BizTalk De-batching Options
Introduction
Most developers working with Microsoft Server, BizTalk are aware of the integration patterns, or known as Enterprise Integration Architecture (EAI) patterns, written down by Gregor Hohpe, Bobby Woolf. Patterns vary from message routing to messaging channels. You will find them on their landing page online http://www.enterpriseintegrationpatterns.com/. Within the Message Routing category you will find one of most applied patterns for Message Routing that is the splitter pattern. This pattern describes in short, that a message containing multiple elements is split into single message that can be processed individually. In BizTalk context, it means that a message with multiple records i.e. a batch message is split into single messages, which is also known as de-batching.

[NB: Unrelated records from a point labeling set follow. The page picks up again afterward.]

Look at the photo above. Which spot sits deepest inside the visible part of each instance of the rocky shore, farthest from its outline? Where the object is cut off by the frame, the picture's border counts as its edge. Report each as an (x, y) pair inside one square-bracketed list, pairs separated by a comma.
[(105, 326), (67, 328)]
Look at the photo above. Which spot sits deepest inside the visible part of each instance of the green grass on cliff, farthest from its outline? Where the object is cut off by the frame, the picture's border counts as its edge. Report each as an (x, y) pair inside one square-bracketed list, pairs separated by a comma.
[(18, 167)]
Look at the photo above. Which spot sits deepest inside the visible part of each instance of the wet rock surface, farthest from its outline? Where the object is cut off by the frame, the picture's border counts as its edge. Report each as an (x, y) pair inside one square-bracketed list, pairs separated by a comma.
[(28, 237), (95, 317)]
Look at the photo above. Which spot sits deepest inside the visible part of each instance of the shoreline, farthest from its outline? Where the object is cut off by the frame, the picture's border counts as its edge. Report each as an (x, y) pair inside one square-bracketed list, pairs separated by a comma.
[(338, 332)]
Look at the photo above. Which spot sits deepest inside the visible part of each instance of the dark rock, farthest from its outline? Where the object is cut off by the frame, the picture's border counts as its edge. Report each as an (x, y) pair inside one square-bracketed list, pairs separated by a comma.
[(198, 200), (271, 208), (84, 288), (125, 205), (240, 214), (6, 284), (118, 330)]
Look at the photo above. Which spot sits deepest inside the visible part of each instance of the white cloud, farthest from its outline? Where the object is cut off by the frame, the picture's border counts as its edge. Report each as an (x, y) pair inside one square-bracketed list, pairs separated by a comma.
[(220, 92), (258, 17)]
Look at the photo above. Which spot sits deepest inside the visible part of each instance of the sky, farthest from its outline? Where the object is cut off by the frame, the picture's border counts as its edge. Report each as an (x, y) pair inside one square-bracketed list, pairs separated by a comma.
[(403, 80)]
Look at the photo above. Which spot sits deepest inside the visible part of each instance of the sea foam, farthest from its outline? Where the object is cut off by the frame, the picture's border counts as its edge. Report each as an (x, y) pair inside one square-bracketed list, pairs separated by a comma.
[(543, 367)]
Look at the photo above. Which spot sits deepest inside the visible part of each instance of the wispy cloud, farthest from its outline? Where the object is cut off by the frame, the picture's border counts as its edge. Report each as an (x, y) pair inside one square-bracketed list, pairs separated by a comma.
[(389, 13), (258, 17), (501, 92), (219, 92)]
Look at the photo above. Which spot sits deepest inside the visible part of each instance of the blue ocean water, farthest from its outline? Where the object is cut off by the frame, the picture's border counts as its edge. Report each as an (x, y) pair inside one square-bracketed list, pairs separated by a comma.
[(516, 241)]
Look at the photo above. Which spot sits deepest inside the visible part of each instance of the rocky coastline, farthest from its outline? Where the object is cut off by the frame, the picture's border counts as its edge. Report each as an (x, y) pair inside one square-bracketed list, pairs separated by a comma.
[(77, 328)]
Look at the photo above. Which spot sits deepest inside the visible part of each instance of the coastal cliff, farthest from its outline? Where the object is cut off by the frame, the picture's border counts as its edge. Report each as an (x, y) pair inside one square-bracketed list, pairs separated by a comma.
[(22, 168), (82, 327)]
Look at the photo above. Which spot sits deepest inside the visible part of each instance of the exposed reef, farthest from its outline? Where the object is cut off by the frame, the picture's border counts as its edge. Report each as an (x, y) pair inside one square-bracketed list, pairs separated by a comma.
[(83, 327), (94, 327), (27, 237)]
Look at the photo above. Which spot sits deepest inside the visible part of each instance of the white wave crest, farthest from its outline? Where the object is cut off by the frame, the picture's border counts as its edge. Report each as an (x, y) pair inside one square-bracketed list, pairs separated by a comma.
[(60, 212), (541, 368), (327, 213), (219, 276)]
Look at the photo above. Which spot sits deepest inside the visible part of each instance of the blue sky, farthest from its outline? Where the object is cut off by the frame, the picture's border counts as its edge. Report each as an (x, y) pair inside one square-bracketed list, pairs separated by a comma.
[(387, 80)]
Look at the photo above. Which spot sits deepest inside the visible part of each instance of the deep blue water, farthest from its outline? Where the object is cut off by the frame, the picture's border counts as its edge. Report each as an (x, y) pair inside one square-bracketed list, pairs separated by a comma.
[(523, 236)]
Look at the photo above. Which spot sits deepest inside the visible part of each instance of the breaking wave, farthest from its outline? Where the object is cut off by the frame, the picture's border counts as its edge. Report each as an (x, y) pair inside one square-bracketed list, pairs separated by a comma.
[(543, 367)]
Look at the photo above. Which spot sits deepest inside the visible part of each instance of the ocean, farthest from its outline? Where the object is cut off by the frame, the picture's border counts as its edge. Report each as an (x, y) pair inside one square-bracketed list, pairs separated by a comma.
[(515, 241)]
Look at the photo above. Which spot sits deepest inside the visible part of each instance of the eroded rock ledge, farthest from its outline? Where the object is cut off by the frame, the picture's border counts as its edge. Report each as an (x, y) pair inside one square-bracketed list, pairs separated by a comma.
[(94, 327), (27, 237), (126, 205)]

Picture 1. Splitter Pattern Diagram.
As a developer, you have a few options when it comes to de-batching in BizTalk. You can choose to process a batch message with a pipeline in a receive port. An incoming message is split into various single messages and published in the Message Box database. Or you can opt for debatching process within an orchestration to have more control over the single messages.
The first approach is also known as envelope de-batching or receive port pipeline de-batching. This is fast, in fact very fast and suitable for message only scenario’s. Back draw of using this implementation is that when something fails in the pipeline than the entire message fails, so less flexibility. To mitigate the risk that with one failure the debatching fails is to configure the pipeline with enabling recoverable interchange. This means the entire message (interchange) will be processed completely even if one or more single messages in the interchange fails at the disassembly or validation stage of the receive pipeline, or when a map executes on a single message.
The second approach would mean including an orchestration with XPath query to split a message into multiple single messages. This way you have more control over each individual message, and you can do sequential, ordered processing. However, the back draw of this implementation is that, when message increases in size the performance will decrease quickly and require a lot of system resources.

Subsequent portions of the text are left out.